Thoughts on language-level configuration support?

Rhodri James rhodri at
Wed Apr 1 04:44:46 CEST 2009

On Tue, 31 Mar 2009 07:06:50 +0100, jfager <jfager at> wrote:

> On Mar 30, 9:31 pm, "Rhodri James" <rho... at>
> wrote:
>> On Mon, 30 Mar 2009 16:59:12 +0100, jfager <jfa... at> wrote:
>> > It's the configuration problem.  Right now you would use something
>> > like ConfigParser or optparse to populate some configuration object,
>> > which you would then pass around and extract values from.  This would
>> > provide two advantages over these approaches:  it would separate "what
>> > can be configured" from "the mechanism by which it is configured" -
>> > i.e., I, programmer, don't have to make a decision about what the end
>> > user has to do to give me those values.
>> This would be a interesting idea, but ultimately no more than a veneer
>> over the current set of configuration possibilities.  Quite how such a
>> system would tell whether to get configuration data from command line
>> parameters, a config file somewhere, or just pull bytes off the Z-wave
>>  from Mars, I'm not at all clear.
> Not a veneer over; a foundation under.  As I acknowledged in my blog
> post, this would require a small bit of bootstrapping, to configure
> which end-user configuration system was used.  But this would simply
> point to an adapter, that would map from the desired configuration
> interface into the canonical standard api provided by the language
> system.

By magic: see later

> The problem with the current set of configuration possibilities is
> that there's nothing really constant between them, unless the
> programmer explicitly codes it, even though they're basically
> accomplishing the same thing.  There's nothing amazingly special about
> this proposal, it's just saying:  that basic thing that we do in a lot
> of different ways, let's make as much of that as possible standard.  I
> think that cutoff point is below the end-user interface, since there
> are a lot of valid ways to want to actually inject config data
> (command line, local files, from a db, etc.), but there's no reason
> that the end-user interfaces can't rest on top of a lower-level common
> format that the programmer can rely on.

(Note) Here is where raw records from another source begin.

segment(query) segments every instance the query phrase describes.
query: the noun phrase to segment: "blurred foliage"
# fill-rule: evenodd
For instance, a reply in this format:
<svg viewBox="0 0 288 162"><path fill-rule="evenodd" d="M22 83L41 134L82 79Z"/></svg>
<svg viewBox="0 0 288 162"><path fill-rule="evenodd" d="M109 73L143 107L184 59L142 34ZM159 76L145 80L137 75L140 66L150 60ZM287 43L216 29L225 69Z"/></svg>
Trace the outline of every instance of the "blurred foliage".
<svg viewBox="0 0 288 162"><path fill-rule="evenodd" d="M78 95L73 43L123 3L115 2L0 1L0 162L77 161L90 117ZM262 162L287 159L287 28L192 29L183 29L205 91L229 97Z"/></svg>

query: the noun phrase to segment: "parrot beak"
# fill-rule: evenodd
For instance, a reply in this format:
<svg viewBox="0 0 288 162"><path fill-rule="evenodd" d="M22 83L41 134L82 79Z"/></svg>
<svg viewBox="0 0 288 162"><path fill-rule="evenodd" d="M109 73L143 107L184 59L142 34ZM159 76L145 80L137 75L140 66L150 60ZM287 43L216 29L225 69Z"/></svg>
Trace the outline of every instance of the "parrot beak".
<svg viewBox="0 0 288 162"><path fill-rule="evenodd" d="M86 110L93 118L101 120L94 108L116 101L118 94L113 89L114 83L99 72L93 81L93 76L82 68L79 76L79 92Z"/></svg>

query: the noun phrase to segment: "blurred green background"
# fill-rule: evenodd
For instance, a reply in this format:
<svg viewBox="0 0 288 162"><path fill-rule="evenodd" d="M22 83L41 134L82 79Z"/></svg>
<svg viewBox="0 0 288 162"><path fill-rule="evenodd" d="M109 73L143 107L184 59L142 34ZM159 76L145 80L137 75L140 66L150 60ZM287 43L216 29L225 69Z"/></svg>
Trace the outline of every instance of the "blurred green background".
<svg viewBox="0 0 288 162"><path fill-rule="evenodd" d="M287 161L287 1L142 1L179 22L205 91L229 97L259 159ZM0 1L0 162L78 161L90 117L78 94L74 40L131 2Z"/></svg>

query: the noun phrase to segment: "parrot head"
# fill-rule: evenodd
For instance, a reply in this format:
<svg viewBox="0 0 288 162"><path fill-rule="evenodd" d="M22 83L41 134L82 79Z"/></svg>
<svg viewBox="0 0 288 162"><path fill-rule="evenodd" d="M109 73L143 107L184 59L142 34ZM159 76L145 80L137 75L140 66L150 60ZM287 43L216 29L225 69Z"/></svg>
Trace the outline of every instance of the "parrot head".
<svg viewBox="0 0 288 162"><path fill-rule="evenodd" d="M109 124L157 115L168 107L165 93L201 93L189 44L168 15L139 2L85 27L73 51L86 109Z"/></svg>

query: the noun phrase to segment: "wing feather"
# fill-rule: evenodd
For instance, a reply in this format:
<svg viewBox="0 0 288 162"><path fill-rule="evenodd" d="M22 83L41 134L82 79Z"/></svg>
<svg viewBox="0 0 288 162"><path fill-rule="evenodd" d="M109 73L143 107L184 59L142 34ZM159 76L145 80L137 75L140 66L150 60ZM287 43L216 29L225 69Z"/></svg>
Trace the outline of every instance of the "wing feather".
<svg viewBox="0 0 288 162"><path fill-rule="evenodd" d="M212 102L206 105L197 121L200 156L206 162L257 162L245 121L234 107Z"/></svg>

There is actually.  The reason is that those different configuration
interfaces are actually accomplishing different things.  You're lumping
together both config files (wherever they may be and whatever format
they may be in) with command line parameters and GUI command interfaces
when the one is providing long-term defaults and the other short-term

The level of detail that you can have in a config file is something that
you never want to see on a command line.  When you do, as with say "gcc",
the results are rather mind-numbing.  This distinction is something that
your reduction of configuration to a single black box fails to capture.

>> >  And it would allow the
>> > configurable surface of the program to be discoverable; I wouldn't
>> > have to poke through code or documentation that was maintained
>> > separate from the source code.
>> Except that you still do.  
> No, you don't.  If you do, then this proposal hasn't been implemented
> (and the little code snippet I provided in my post, please don't
> consider that a full implementation, it was just a sketch I threw
> together in a really short time).  I'm not saying discoverability
> magically arises; I'm saying that it's one the main points that would
> be deliberately put into place.

Yes you do.  This spread-about inline style of configuration is in no
sense discoverable to the casual reader, who isn't going to know that
a particular config option even exists unless he or she chances upon
the line where it's registered.  I'm not commenting on your code
snippet here -- or I'd be here all night, and you really wouldn't
like me at the end of it -- but I am commenting on the usage style
it's obviously built to support.  That usage style is much less
visible than any of the common (or uncommon, for that matter) styles
of getting config input, and discourages documentation habits that
would otherwise mitigate it.

>> You've just specified a different way in
>> which you have to do this, one that's a good deal less visible in
>> the code
> Why would it be less visible?  If it's syntax, you would know exactly
> where it was just by looking.  I would argue that it's more clear - no
> more boilerplate code spent shuffling around config objects that you
> peel values out of, just write the code that does the work you're
> actually trying to accomplish, with a small bit of syntax to mark that
> the end user can provide an alternate value.

As I said, it's less visible because it's decentralised.  The moment
you do that, you lose all hope of centralising the documentation, and
the visibility of your options plummets.

>> and a lot less self-documenting because it's spread out all
>> over the place.  
> Actually, you get the best of both worlds.  You get to see clearly in
> the code how the configured values are actually used, and you get the
> gathered summary of configurable values from the "discoverability"
> implementation.

What "discoverability"?  You still haven't told me anything to make
me believe that this configuration setup is discoverable at all without
external tools.

>> It also has the major disadvantage from my point of
>> view of requiring Python to do magic in the background to figure out
>> just what is being configured.
> If it's built into the language, it stops being magic, and turns into
> "how it works".

It remains magic when it requires the language to invent things on the
fly that the programmer has no means of discovering until the code is
running, by which time it's generally too late.  For example:

   spam = conf(1)

How does that translate into a command-line option?  -s?  --span?
Both?  -S, even?  --first-config-option-I-came-across?  If the first,
what happens when:

   span = conf(0)

shows up to initialise a class attribute some time later?  What
restrictions can be put on the value you get back?  What can the
help system say about this, or do we have to go back to doing all
that by hand?  Now translate all those questions into the very
different environment of a config file.  Repeat with a database,
and all it's quirks.  By the time your colossus has acquired
enough parameters to at least hint at the desirable answers to
these questions, you've effectively duplicated the interfaces to
all of the config mechanisms you're trying to replace and you've
still lost a whole heap of flexibility.